In March, I noticed a pair of Eastern Bluebirds investigating an old Downy Woodpecker cavity in a loblolly pine about 30 feet from our house.  I was surprised that both the male and the female could enter the small hole with ease.  I thought that perhaps the cavity might be too small for them to successfully nest.  We humans often remove dead or dying trees and limbs that are nesting habitat for many species of woodpeckers.  When we do so, we're also depriving nesting sites for bluebirds, chickadees, screech-owls, wood ducks and many others who appropriate abandoned woodpecker holes for their nests. 

Shortly afterward, I noticed a pair of chickadees competing with the bluebirds for access to the woodpecker cavity.  To help them out, I built a bluebird house and installed it on another loblolly pine a few feet from the tree with the contested cavity.  Within a couple of days, the bluebirds were inspecting the nest box.  But they were not immediately sold on it since they continued to visit the woodpecker cavity.  Upon being evicted by the pair of chickadees, the bluebirds gladly took up residence in the nest box. 

The pair of bluebirds visited the box daily for regular inspections but would leave after a short time.  If I went outside to try to get close enough for a good photo, they would immediately fly away.  I was a bit surprised that they did not immediately move in.  I'd observed Eastern Bluebirds along nest box trails created for them.  The bluebirds seemed to readily accept boxes and were not concerned about people being around as long as they (me) did not get too close. 
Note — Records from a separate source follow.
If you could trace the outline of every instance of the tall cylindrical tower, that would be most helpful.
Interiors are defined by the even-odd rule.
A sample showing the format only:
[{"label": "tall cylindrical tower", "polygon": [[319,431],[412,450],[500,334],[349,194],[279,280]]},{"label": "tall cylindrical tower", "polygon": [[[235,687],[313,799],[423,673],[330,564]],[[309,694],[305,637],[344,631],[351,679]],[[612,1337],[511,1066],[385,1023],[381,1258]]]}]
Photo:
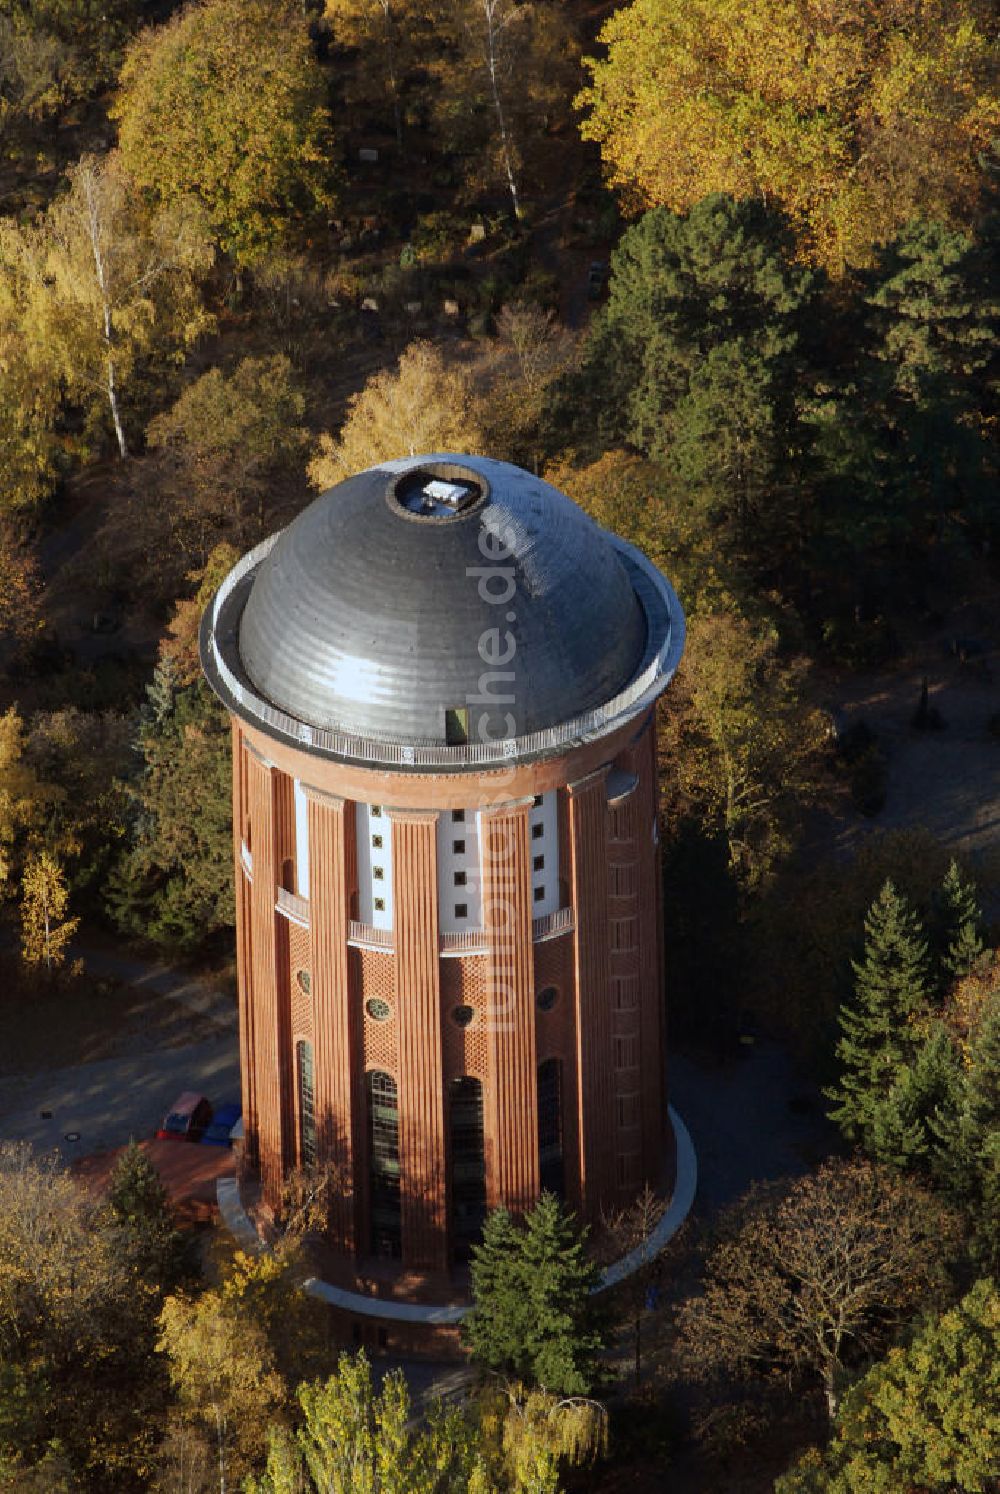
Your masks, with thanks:
[{"label": "tall cylindrical tower", "polygon": [[271,1202],[339,1165],[345,1277],[396,1261],[419,1294],[496,1204],[594,1220],[669,1175],[654,706],[683,633],[641,553],[469,456],[339,484],[206,613],[246,1157]]}]

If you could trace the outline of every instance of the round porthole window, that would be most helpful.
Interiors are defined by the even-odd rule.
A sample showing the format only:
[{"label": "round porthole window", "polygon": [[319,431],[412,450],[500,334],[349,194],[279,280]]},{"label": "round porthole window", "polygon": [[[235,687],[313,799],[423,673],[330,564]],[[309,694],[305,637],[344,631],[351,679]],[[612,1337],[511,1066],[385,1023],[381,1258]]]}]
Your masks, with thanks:
[{"label": "round porthole window", "polygon": [[312,976],[308,970],[296,970],[295,984],[304,996],[312,995]]},{"label": "round porthole window", "polygon": [[456,1027],[468,1027],[475,1015],[474,1006],[456,1006],[452,1008],[451,1020]]},{"label": "round porthole window", "polygon": [[543,986],[535,998],[540,1012],[550,1012],[559,999],[555,986]]},{"label": "round porthole window", "polygon": [[383,1001],[381,996],[372,996],[365,1002],[365,1011],[373,1022],[388,1022],[391,1010],[388,1001]]}]

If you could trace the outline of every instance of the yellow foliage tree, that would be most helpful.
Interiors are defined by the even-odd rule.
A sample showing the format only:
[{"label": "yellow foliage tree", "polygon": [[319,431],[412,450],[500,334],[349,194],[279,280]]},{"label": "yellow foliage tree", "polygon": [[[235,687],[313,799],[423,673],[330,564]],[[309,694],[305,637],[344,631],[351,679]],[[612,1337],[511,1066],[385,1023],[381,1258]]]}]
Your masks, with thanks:
[{"label": "yellow foliage tree", "polygon": [[761,196],[839,272],[965,221],[1000,123],[989,0],[633,0],[588,60],[586,139],[633,209]]},{"label": "yellow foliage tree", "polygon": [[744,887],[767,878],[818,796],[826,733],[805,669],[773,626],[735,608],[698,615],[662,714],[668,818],[693,810],[717,825]]},{"label": "yellow foliage tree", "polygon": [[482,420],[472,376],[428,342],[413,342],[394,372],[383,369],[354,395],[339,437],[320,437],[309,464],[317,488],[419,452],[481,450]]},{"label": "yellow foliage tree", "polygon": [[67,918],[66,874],[51,851],[33,851],[21,878],[21,956],[26,965],[44,965],[47,974],[66,959],[66,946],[80,926]]},{"label": "yellow foliage tree", "polygon": [[40,589],[34,551],[14,520],[0,515],[0,634],[7,640],[24,644],[38,632]]},{"label": "yellow foliage tree", "polygon": [[211,324],[200,280],[212,262],[191,199],[150,214],[119,159],[84,156],[36,226],[0,226],[0,270],[31,366],[110,416],[128,445],[122,396],[151,350],[190,346]]},{"label": "yellow foliage tree", "polygon": [[157,1348],[185,1418],[211,1438],[225,1494],[261,1456],[268,1416],[284,1403],[263,1330],[217,1291],[178,1295],[163,1304]]},{"label": "yellow foliage tree", "polygon": [[24,726],[11,706],[0,716],[0,893],[10,882],[19,838],[59,797],[26,761]]},{"label": "yellow foliage tree", "polygon": [[163,203],[197,197],[241,264],[332,206],[327,84],[292,0],[205,0],[148,27],[114,113],[139,185]]}]

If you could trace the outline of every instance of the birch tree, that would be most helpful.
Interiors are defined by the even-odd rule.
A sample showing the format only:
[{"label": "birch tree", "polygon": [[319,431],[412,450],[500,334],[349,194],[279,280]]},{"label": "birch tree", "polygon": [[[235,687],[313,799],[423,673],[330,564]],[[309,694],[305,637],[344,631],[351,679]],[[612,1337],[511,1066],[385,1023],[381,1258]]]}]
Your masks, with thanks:
[{"label": "birch tree", "polygon": [[189,200],[150,213],[116,156],[84,156],[37,227],[8,232],[29,357],[66,395],[105,412],[128,454],[126,400],[155,352],[179,358],[207,330],[212,249]]},{"label": "birch tree", "polygon": [[503,185],[520,218],[528,147],[569,109],[577,55],[570,26],[551,0],[460,0],[443,39],[450,45],[435,68],[438,125],[478,157],[486,182]]},{"label": "birch tree", "polygon": [[66,948],[80,926],[67,918],[66,873],[51,851],[28,857],[21,882],[21,955],[26,965],[44,965],[46,974],[66,960]]},{"label": "birch tree", "polygon": [[284,1386],[260,1328],[218,1291],[168,1297],[157,1349],[186,1419],[213,1443],[219,1494],[237,1489],[262,1451],[266,1419],[284,1401]]}]

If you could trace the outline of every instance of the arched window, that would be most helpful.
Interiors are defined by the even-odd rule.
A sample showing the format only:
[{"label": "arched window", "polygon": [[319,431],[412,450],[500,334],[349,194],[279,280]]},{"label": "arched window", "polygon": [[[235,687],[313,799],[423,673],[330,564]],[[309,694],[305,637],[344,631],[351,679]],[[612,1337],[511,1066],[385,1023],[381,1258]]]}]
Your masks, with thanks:
[{"label": "arched window", "polygon": [[399,1098],[391,1074],[368,1075],[368,1157],[373,1255],[398,1258],[403,1248],[399,1198]]},{"label": "arched window", "polygon": [[299,1089],[299,1161],[303,1167],[312,1167],[316,1161],[316,1090],[312,1043],[295,1044],[295,1070]]},{"label": "arched window", "polygon": [[562,1198],[562,1064],[558,1058],[538,1065],[538,1174],[542,1191]]},{"label": "arched window", "polygon": [[456,1261],[467,1261],[486,1218],[486,1156],[483,1145],[483,1086],[478,1079],[453,1079],[448,1086],[451,1141],[451,1245]]}]

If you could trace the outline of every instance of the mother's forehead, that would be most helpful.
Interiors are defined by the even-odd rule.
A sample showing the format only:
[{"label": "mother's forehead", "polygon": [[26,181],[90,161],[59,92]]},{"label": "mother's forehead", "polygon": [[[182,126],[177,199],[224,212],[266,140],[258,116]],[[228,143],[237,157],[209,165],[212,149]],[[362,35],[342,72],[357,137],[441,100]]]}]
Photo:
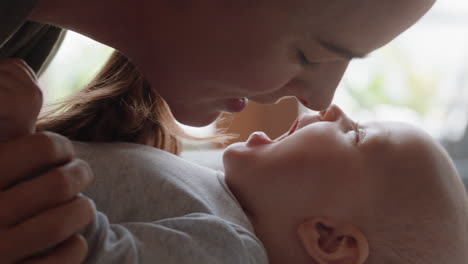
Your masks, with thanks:
[{"label": "mother's forehead", "polygon": [[368,53],[413,25],[434,0],[296,0],[309,2],[303,19],[314,37]]}]

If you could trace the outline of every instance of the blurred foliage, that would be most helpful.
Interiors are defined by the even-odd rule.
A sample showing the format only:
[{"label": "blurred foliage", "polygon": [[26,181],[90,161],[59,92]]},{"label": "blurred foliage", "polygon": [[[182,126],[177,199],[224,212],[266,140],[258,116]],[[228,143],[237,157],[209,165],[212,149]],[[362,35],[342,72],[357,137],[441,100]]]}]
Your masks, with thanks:
[{"label": "blurred foliage", "polygon": [[[437,97],[440,78],[415,69],[398,48],[385,49],[384,56],[387,64],[393,64],[393,67],[382,67],[369,74],[365,87],[358,87],[349,80],[343,81],[344,88],[357,103],[358,108],[372,111],[378,105],[384,104],[409,108],[421,116],[427,115]],[[389,69],[394,69],[396,72],[388,72]],[[396,79],[401,80],[398,82],[401,87],[390,87],[394,86],[395,82],[389,80],[396,75],[400,77]],[[392,89],[398,89],[400,96],[392,96]]]}]

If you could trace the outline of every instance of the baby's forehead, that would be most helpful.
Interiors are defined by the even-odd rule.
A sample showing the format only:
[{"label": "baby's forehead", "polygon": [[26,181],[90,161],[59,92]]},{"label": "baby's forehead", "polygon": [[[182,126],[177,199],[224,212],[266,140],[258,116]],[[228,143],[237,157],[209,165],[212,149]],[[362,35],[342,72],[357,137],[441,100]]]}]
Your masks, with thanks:
[{"label": "baby's forehead", "polygon": [[374,155],[380,162],[373,166],[387,178],[387,183],[432,195],[444,195],[450,188],[458,188],[460,181],[450,156],[425,131],[407,124],[390,123],[383,141],[385,144],[380,146],[385,148]]},{"label": "baby's forehead", "polygon": [[[434,170],[450,169],[450,158],[430,135],[414,126],[379,122],[368,124],[367,142],[361,152],[375,177],[389,182],[438,181],[428,178]],[[426,175],[425,179],[424,177]]]},{"label": "baby's forehead", "polygon": [[362,123],[361,148],[372,154],[409,153],[416,149],[432,149],[434,139],[423,130],[401,122]]}]

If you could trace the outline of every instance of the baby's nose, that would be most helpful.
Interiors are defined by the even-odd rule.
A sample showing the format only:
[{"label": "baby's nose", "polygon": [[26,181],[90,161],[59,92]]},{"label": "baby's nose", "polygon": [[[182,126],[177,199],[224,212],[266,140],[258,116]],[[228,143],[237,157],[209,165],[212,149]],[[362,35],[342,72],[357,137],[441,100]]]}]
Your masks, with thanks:
[{"label": "baby's nose", "polygon": [[335,122],[343,116],[343,110],[337,105],[330,105],[326,110],[320,112],[323,121]]},{"label": "baby's nose", "polygon": [[339,122],[343,129],[354,128],[354,121],[349,118],[337,105],[331,105],[327,110],[320,112],[323,121]]}]

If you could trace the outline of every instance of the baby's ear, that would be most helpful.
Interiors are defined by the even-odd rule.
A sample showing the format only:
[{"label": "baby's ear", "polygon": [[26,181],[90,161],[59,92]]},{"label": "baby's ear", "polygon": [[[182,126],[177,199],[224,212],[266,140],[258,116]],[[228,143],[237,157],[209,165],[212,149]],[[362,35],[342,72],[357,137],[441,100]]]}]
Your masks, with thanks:
[{"label": "baby's ear", "polygon": [[363,264],[369,257],[367,237],[354,225],[312,217],[297,232],[304,249],[319,264]]}]

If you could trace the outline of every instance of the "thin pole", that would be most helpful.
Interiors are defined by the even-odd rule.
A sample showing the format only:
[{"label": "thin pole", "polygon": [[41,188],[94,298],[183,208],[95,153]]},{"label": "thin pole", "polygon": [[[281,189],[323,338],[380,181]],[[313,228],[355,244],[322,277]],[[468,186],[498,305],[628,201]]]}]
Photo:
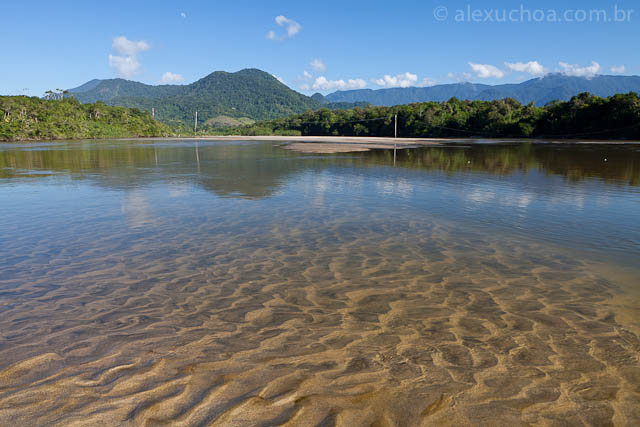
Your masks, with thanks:
[{"label": "thin pole", "polygon": [[396,125],[395,125],[395,132],[394,132],[394,141],[393,141],[393,166],[396,165],[396,148],[398,143],[395,141],[396,139],[398,139],[398,113],[396,113]]},{"label": "thin pole", "polygon": [[198,134],[198,112],[196,111],[196,121],[193,125],[193,134],[197,135]]},{"label": "thin pole", "polygon": [[200,173],[200,154],[198,153],[198,140],[196,139],[196,163],[198,165],[198,173]]},{"label": "thin pole", "polygon": [[152,118],[156,118],[156,109],[155,108],[151,108],[151,117]]},{"label": "thin pole", "polygon": [[395,132],[394,132],[394,138],[398,137],[398,113],[396,113],[396,127],[395,127]]}]

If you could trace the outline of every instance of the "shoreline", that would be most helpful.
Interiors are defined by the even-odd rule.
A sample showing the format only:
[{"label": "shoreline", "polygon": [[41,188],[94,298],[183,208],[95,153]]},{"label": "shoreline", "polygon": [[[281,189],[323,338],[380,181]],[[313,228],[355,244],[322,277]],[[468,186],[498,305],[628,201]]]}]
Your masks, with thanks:
[{"label": "shoreline", "polygon": [[639,144],[635,140],[598,140],[598,139],[545,139],[545,138],[392,138],[368,136],[241,136],[241,135],[203,135],[203,136],[164,136],[164,137],[124,137],[124,138],[87,138],[87,139],[49,139],[0,141],[0,144],[49,143],[73,141],[263,141],[283,143],[281,148],[309,154],[353,153],[371,150],[393,150],[419,147],[443,147],[452,144],[574,144],[574,145],[626,145]]}]

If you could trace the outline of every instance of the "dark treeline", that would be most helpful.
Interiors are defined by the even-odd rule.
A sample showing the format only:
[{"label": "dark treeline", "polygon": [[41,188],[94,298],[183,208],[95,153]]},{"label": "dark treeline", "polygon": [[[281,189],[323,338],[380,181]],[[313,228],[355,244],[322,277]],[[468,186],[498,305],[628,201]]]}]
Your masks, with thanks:
[{"label": "dark treeline", "polygon": [[514,137],[640,139],[640,98],[636,93],[600,98],[582,93],[544,107],[498,101],[424,102],[394,107],[321,109],[251,126],[225,128],[238,135]]},{"label": "dark treeline", "polygon": [[0,96],[0,141],[166,136],[171,130],[147,112],[74,98]]}]

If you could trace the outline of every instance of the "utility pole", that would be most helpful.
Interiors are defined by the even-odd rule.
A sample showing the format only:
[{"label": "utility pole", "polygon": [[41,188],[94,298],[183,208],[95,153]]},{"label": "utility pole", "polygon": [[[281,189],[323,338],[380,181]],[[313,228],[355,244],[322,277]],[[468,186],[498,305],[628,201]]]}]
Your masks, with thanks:
[{"label": "utility pole", "polygon": [[396,127],[395,127],[395,132],[394,132],[394,138],[398,137],[398,113],[396,113]]},{"label": "utility pole", "polygon": [[153,107],[151,108],[151,117],[154,119],[156,118],[156,109]]},{"label": "utility pole", "polygon": [[193,125],[193,134],[198,135],[198,112],[196,111],[196,122]]}]

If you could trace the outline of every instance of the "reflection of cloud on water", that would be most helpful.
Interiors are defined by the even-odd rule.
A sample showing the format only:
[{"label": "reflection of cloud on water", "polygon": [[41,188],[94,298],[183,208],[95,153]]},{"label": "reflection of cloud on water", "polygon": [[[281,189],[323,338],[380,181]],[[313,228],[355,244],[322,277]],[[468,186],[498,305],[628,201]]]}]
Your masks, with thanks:
[{"label": "reflection of cloud on water", "polygon": [[536,195],[531,192],[508,189],[501,189],[496,192],[495,190],[476,188],[466,195],[466,199],[474,205],[493,203],[501,206],[527,209],[536,199]]},{"label": "reflection of cloud on water", "polygon": [[525,209],[529,207],[529,205],[531,204],[531,202],[533,202],[534,199],[535,199],[535,196],[533,194],[523,194],[516,199],[516,206],[518,206],[519,208]]},{"label": "reflection of cloud on water", "polygon": [[533,193],[509,192],[502,197],[500,204],[503,206],[518,207],[527,209],[529,205],[536,199]]},{"label": "reflection of cloud on water", "polygon": [[120,210],[126,216],[129,227],[143,227],[156,222],[146,197],[140,191],[125,193]]},{"label": "reflection of cloud on water", "polygon": [[491,190],[475,189],[467,194],[467,199],[474,203],[488,203],[495,199],[496,193]]},{"label": "reflection of cloud on water", "polygon": [[326,207],[326,196],[348,194],[357,197],[364,186],[364,178],[359,175],[333,175],[328,172],[306,174],[299,182],[300,191],[311,201],[314,208]]},{"label": "reflection of cloud on water", "polygon": [[406,179],[376,181],[376,189],[384,195],[395,194],[405,199],[413,194],[413,184]]},{"label": "reflection of cloud on water", "polygon": [[313,184],[314,189],[314,197],[312,206],[316,209],[320,209],[324,207],[324,193],[329,188],[329,182],[326,177],[320,177],[320,179],[316,180]]},{"label": "reflection of cloud on water", "polygon": [[554,194],[553,197],[551,197],[550,203],[554,206],[564,204],[568,207],[584,210],[585,199],[586,197],[584,192],[579,192],[577,194]]},{"label": "reflection of cloud on water", "polygon": [[189,193],[189,186],[179,182],[170,182],[167,186],[169,197],[184,197]]}]

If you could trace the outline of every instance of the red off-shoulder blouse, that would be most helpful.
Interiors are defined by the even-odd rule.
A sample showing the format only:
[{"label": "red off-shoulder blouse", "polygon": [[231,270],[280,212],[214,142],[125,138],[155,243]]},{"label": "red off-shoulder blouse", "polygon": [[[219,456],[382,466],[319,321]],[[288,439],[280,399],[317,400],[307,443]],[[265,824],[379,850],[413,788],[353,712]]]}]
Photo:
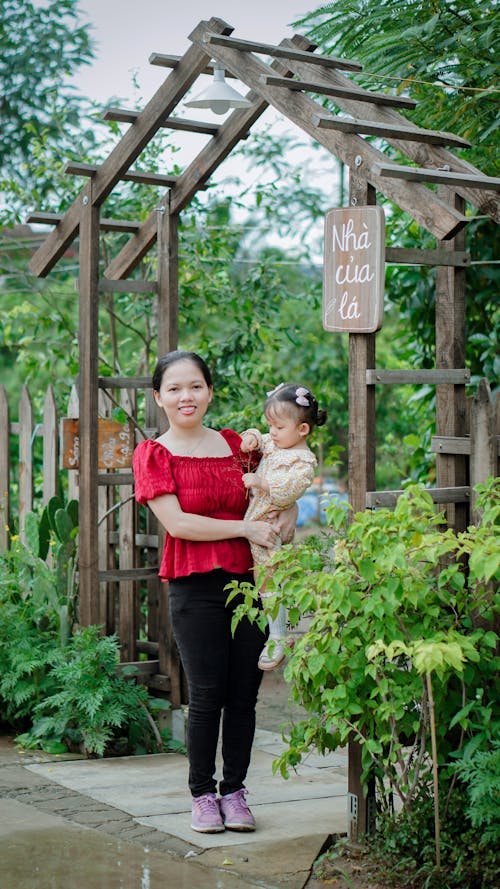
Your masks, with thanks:
[{"label": "red off-shoulder blouse", "polygon": [[[132,461],[136,500],[147,503],[162,494],[176,494],[184,512],[242,519],[248,500],[241,476],[253,470],[258,457],[241,452],[241,438],[232,429],[222,429],[221,435],[231,448],[230,456],[180,457],[157,441],[142,441]],[[167,534],[159,574],[164,580],[215,568],[243,574],[251,566],[246,538],[182,540]]]}]

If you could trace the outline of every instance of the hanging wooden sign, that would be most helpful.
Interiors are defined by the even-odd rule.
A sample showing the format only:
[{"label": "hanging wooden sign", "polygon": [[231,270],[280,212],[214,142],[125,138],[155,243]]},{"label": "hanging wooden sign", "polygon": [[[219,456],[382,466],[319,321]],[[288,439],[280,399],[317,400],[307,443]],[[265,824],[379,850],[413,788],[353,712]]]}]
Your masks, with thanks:
[{"label": "hanging wooden sign", "polygon": [[373,333],[382,327],[385,216],[381,207],[328,210],[325,218],[323,327]]},{"label": "hanging wooden sign", "polygon": [[[78,469],[80,441],[78,420],[63,417],[61,420],[61,468]],[[134,433],[130,421],[99,418],[97,421],[98,469],[129,469],[132,466]]]}]

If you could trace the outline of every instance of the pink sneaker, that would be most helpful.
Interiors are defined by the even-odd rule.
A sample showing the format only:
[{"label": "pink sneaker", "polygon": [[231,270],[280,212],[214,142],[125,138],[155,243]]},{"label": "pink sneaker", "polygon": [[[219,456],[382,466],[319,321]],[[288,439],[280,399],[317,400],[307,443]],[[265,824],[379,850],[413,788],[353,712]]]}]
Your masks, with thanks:
[{"label": "pink sneaker", "polygon": [[245,802],[247,792],[242,788],[221,796],[220,812],[227,830],[255,830],[255,818]]},{"label": "pink sneaker", "polygon": [[215,793],[194,796],[191,810],[191,827],[198,833],[220,833],[224,822]]}]

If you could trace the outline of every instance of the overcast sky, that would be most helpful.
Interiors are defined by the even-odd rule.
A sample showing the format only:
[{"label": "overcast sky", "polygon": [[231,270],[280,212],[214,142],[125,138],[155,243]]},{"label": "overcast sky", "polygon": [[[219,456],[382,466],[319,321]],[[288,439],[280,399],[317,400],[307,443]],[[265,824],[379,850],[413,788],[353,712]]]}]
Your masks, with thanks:
[{"label": "overcast sky", "polygon": [[152,52],[183,55],[198,22],[217,16],[233,36],[279,43],[294,33],[291,23],[319,3],[314,0],[80,0],[92,25],[96,59],[82,68],[78,88],[97,102],[134,96],[132,76],[150,98],[168,73],[148,63]]}]

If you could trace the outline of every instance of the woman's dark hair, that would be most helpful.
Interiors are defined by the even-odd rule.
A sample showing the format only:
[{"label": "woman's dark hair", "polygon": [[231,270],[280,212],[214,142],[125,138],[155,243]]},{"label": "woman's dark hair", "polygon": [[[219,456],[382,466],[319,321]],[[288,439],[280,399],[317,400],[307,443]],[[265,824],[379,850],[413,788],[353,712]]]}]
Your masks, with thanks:
[{"label": "woman's dark hair", "polygon": [[171,367],[172,364],[176,364],[178,361],[192,361],[193,364],[196,364],[198,370],[201,370],[207,386],[213,385],[212,374],[210,373],[208,365],[203,361],[203,358],[200,358],[196,352],[184,352],[182,349],[175,349],[174,352],[167,352],[166,355],[163,355],[162,358],[158,359],[152,379],[152,385],[155,392],[160,391],[163,374],[167,368]]},{"label": "woman's dark hair", "polygon": [[276,389],[268,392],[264,413],[267,415],[268,410],[277,403],[287,405],[289,416],[296,417],[299,423],[307,423],[311,432],[315,426],[326,423],[326,411],[318,407],[312,392],[300,383],[280,383]]}]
To soothe the bluebirds in my yard, I bought one of their favorite foods—meal worms.  After having placed the meal worms several times on top of the brick fence in the backyard—less than 10 feet from the nest box tree and in full view from the box where they sometimes perched—not once have I seen them hop down to gobble up the tasty treats.
However, I did learn that our Northern Mockingbirds and Fish Crows also love meal worms!  Once I watched a mockingbird stuff itself with meal worms.  The bird ate them the way we go through a whole bag of popcorn while engrossed in a tense moment of a movie.  
The bluebirds did eventually take up residence and we see them regularly, but they are still quite skittish and will not allow me to get close for a good photograph.  We have watched bluebird activity entering and exiting the nest box and it appears that they have recently been bringing food into the nest.  Once I saw the male leave with a fecal sac.  I was surprised that this pair has nested so late.  We have not noticed any bluebird chicks yet.  However, one day we had one chickadee fledgling in the yard under some shrubs.  The parents were above it in a tree and calling to it.  The chick nestled into the soil and almost disappeared!  I was able to get a few good images. 

So, if you have Eastern Bluebirds in your neighborhood, think about helping them out.  A nest box is one way.  But you could also plant native plants that flower and fruit.  Bluebirds feed quite a lot on insects, especially when nesting.  In the fall they supplement their diets with berries and fruit from our native trees and shrubs.